Ed.D. Dissertations

Date of Award

Spring 2-13-2020

Document Type

Open Access Dissertation

College

College of Education

Department

Education

Degree Name

Doctorate of Education, Ed.D.

Faculty Chair

Audrey Rabas, Ph.D.

Content Specialist

Deborah Nattress, Ph.D.

Content Reader

Rinyka Allison, Ph.D.

Keywords

professional development, educational reform, professional development standards, ongoing professional development, adult learning theory

Abstract

It is an essential goal for educational institutions to create an aspect of successful and continuous school improvement utilizing high-quality professional development for educators. School and district leaders have been faced with the growing need to develop professional development opportunities that will enable educators to keep up with the ever-changing educational reform and needs of students. The purpose of this quantitative descriptive study was to determine teachers’ perceptions of professional development and to examine if perception can affect what learning happens in these opportunities. Professional development, adult learning theory, and constructivist theory provided the conceptual framework for this study, which focused on how adults learn and the learning that takes place in the opportunities that are presented to educators. This study addressed three questions. First, are there differences in teachers’ perceptions of professional development based on years of teaching experience?
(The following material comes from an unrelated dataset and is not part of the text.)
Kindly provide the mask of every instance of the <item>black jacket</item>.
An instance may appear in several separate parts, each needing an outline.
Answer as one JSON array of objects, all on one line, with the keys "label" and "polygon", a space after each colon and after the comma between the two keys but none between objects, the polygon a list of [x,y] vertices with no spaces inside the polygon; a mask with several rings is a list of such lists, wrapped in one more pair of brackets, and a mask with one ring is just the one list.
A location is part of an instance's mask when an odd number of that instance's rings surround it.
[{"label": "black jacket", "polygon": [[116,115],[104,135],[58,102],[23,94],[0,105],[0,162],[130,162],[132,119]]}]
Secondly, are there differences in teachers’ perceptions of professional development based on grade level taught? Third, are there differences in teachers’ perceptions of professional development based on grade level taught? Data were collected through the use of a researcher-developed questionnaire based on two preexisting instruments, the Panorama Teacher Survey and the Standards Assessment Inventory. The results of the survey indicated that educators, overall, feel that they have little choice of content of opportunities, and minimal opportunities to practice skills learned. Teachers with fewer years of experience reported professional development opportunities as more useful and opportunities to develop skills learned as more prevalent.